We put out the call for submissions. I sent it wide to contacts, especially those connected to the literary community. I knew many Yemeni journalists, but not many fiction writers — but my journalist friends knew them. One nice thing about Yemen is everyone kind of knows everyone. For a country of 25 million, the urban populations are very connected, so it was easy to get people to look at the submission call.
We got about 50 stories, which was great. I was worried we wouldn’t get enough and that I’d have to beg people to write something — which I didn’t want to do, because these stories should come from the heart. But we got over 50. We originally thought we’d publish 12, 13, or 15 — but we picked 18 because there were so many good ones. That was really special.
We had a selection committee, picked the stories, and had them translated — most were originally in Arabic. Only one was originally in English. We edited the translations. One thing that was interesting: the Yemeni dialect is really hard. Some translators struggled. Some Yemeni editors didn’t even understand certain dialects because they were so hyperlocal. Sometimes one Yemeni editor had to ask another what a phrase meant. That shows how localized language is in Yemen.
Another thing: many stories were sad. That wasn’t surprising, but it meant the book is quite sad overall — and that’s okay. It was still a great experience.
Why is reading about a place through its fiction so important? What can fiction offer that non-fiction can’t?
I read a lot of translated fiction in general, and I find myself drawn to it because I wonder why I’m drawn to it. I think it’s out of general curiosity about the world. It gives me insights into a place or culture that I may have no other way to access. It brings it alive. I mean, it brings it alive in a way that history books or journalism or non-fiction just can’t. They're much more dry and flat. This is much more three-dimensional.
And then, I come at it from a biased angle, but when I really like something—like last night, I reread The Book of Sana—I was just like, wow, this really does feel alive to me. It makes Sana'a come alive, which I find so special. I haven’t been to Sana'a for many years, unfortunately, and I cannot go now.
So, it’s just so vivid. You feel the sounds, the noise, the way people respond. I think the way the dialogue happens there gives an insight into something that can’t come any other way.
For The Book of Sana'a, I think maybe for outsiders it’s a peek into the city that is so special and complicated and messy. It's a way in. But for people who know it, it’s beautiful because it brings it alive. And the stories—they're so different and varied, but each brings it alive in its own way. Sometimes documentaries can do that, or fiction, or narrative film if it's done well. But with fiction, you just see the depth of a place in a way that doesn't happen otherwise.

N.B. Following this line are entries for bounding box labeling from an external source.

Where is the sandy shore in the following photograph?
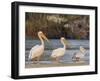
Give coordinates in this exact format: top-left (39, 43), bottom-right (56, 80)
top-left (25, 62), bottom-right (89, 68)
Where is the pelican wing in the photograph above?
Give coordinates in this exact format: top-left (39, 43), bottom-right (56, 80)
top-left (51, 48), bottom-right (65, 58)
top-left (28, 45), bottom-right (39, 59)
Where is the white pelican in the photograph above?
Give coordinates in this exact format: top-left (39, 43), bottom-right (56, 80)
top-left (72, 46), bottom-right (86, 62)
top-left (29, 31), bottom-right (49, 62)
top-left (51, 37), bottom-right (68, 63)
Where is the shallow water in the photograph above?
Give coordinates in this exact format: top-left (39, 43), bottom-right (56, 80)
top-left (25, 39), bottom-right (89, 64)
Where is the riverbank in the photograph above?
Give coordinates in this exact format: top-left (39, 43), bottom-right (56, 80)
top-left (25, 62), bottom-right (89, 68)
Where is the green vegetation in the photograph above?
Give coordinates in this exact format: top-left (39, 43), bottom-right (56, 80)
top-left (25, 12), bottom-right (89, 39)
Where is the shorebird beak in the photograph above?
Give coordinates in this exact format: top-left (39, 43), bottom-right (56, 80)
top-left (42, 34), bottom-right (49, 42)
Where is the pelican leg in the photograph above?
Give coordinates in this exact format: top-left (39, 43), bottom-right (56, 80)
top-left (55, 57), bottom-right (60, 63)
top-left (32, 57), bottom-right (37, 64)
top-left (76, 57), bottom-right (80, 62)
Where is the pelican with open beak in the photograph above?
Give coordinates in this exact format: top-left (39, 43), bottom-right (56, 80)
top-left (29, 31), bottom-right (49, 63)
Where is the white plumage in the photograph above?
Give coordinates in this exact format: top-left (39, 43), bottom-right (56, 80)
top-left (28, 31), bottom-right (48, 61)
top-left (51, 37), bottom-right (67, 62)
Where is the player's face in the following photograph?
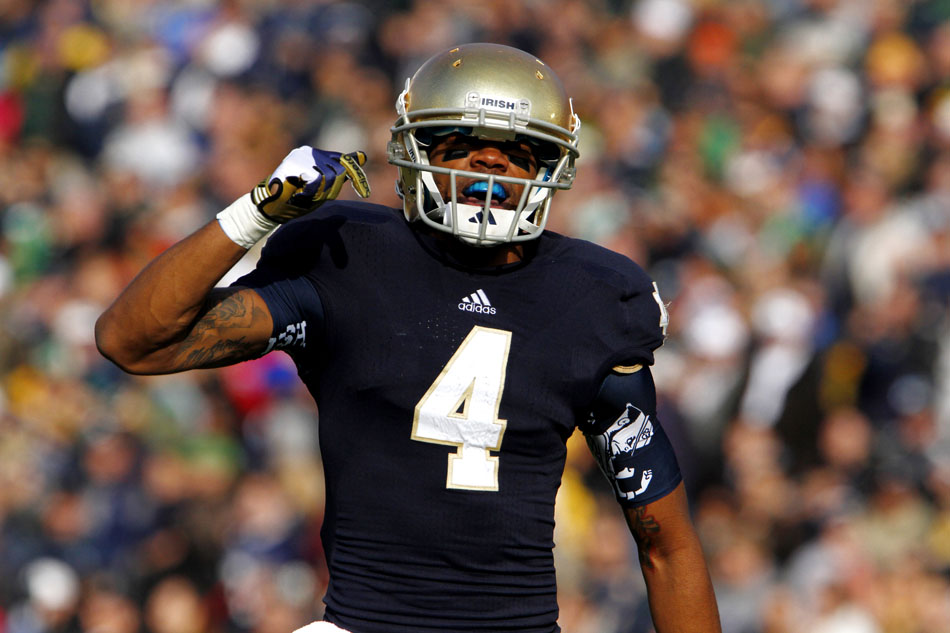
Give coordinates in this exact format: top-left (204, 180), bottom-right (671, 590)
top-left (429, 133), bottom-right (538, 209)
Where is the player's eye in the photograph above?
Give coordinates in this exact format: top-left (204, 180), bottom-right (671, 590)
top-left (508, 154), bottom-right (531, 171)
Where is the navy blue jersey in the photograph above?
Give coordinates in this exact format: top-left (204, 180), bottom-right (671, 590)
top-left (237, 202), bottom-right (675, 633)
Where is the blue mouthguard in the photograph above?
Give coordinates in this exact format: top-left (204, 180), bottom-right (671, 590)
top-left (462, 180), bottom-right (508, 200)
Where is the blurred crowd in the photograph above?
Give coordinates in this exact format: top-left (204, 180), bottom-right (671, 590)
top-left (0, 0), bottom-right (950, 633)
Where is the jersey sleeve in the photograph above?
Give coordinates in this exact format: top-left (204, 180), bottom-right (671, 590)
top-left (231, 225), bottom-right (324, 355)
top-left (581, 367), bottom-right (682, 508)
top-left (611, 273), bottom-right (669, 367)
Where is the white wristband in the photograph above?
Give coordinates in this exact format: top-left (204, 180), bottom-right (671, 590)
top-left (216, 193), bottom-right (278, 248)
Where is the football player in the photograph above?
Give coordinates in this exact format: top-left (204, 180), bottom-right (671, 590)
top-left (96, 44), bottom-right (720, 633)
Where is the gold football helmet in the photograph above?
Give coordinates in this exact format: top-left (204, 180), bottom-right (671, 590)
top-left (388, 44), bottom-right (581, 246)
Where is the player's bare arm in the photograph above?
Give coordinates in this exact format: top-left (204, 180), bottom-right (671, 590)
top-left (96, 147), bottom-right (370, 374)
top-left (585, 365), bottom-right (721, 633)
top-left (96, 221), bottom-right (272, 374)
top-left (625, 483), bottom-right (722, 633)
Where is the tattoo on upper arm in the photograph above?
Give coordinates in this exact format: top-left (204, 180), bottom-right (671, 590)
top-left (627, 506), bottom-right (660, 569)
top-left (178, 288), bottom-right (267, 368)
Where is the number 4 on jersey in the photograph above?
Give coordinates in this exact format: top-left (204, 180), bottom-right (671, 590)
top-left (412, 325), bottom-right (511, 490)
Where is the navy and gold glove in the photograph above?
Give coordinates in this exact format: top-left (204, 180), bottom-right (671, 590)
top-left (251, 146), bottom-right (370, 224)
top-left (217, 145), bottom-right (370, 248)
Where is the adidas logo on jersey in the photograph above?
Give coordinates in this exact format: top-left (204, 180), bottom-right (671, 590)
top-left (459, 288), bottom-right (496, 314)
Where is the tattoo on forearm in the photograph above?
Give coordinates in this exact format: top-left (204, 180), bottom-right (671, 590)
top-left (179, 292), bottom-right (265, 367)
top-left (631, 506), bottom-right (660, 569)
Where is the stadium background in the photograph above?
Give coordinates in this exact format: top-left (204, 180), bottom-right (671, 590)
top-left (0, 0), bottom-right (950, 633)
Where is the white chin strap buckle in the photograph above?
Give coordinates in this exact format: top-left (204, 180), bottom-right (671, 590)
top-left (442, 202), bottom-right (518, 243)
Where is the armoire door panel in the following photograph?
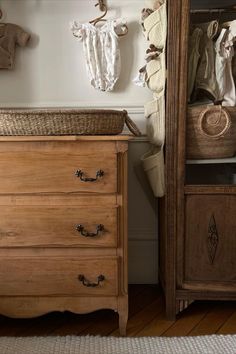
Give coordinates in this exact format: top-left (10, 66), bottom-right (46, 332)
top-left (184, 195), bottom-right (236, 286)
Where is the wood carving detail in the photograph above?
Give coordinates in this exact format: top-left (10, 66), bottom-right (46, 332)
top-left (207, 214), bottom-right (219, 264)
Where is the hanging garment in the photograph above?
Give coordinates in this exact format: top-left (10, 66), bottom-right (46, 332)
top-left (141, 146), bottom-right (165, 198)
top-left (71, 19), bottom-right (125, 91)
top-left (144, 95), bottom-right (165, 146)
top-left (143, 2), bottom-right (167, 49)
top-left (232, 42), bottom-right (236, 85)
top-left (0, 23), bottom-right (30, 69)
top-left (195, 21), bottom-right (219, 101)
top-left (188, 28), bottom-right (203, 102)
top-left (146, 53), bottom-right (166, 95)
top-left (215, 21), bottom-right (236, 106)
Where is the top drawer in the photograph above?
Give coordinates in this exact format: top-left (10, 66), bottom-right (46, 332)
top-left (0, 142), bottom-right (117, 194)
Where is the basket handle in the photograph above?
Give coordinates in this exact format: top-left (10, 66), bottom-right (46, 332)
top-left (123, 110), bottom-right (142, 136)
top-left (199, 106), bottom-right (231, 138)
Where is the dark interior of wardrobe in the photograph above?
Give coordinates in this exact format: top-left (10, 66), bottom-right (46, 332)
top-left (185, 0), bottom-right (236, 185)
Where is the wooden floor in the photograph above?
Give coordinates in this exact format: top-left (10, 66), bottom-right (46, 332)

Maybe you're not going to learn all the facts—boom, boom, boom—but why does that matter? It might matter sometimes, but sometimes it doesn't.
Laura Kasinof is a writer and journalist. She has had the privilege of reporting in a dozen countries across the Middle East, East Africa and Europe. Her work has appeared in the New York Times, Slate, Foreign Policy, Harper’s, the Guardian, the Atlantic, VQR, Guernica and many more publications. It’s been supported by the Pulitzer Center on Crisis Reporting, the Fund for Investigative Journalism and the International Women’s Media Foundation, and has been translated for Italian, Swiss and Japanese press.
Laura’s story for the Virginia Quarterly Review that chronicled the saga of a newly arrived Syrian refugee family in Berlin received a citation from the Overseas Press Club for best magazine reporting on an international story in 2018.
Laura is currently at work on her second book, a biography of former Yemen president Ali Abdullah Saleh, forthcoming from Reaktion.
Her first book is about her experience as the New York Times correspondent in Yemen during the Arab Spring. PRI’s The World named Don’t Be Afraid of the Bullets: An Accidental War Correspondent in Yemen as a top book of 2014 and Kirkus Reviews called it “a moving portrait of life as a war correspondent.”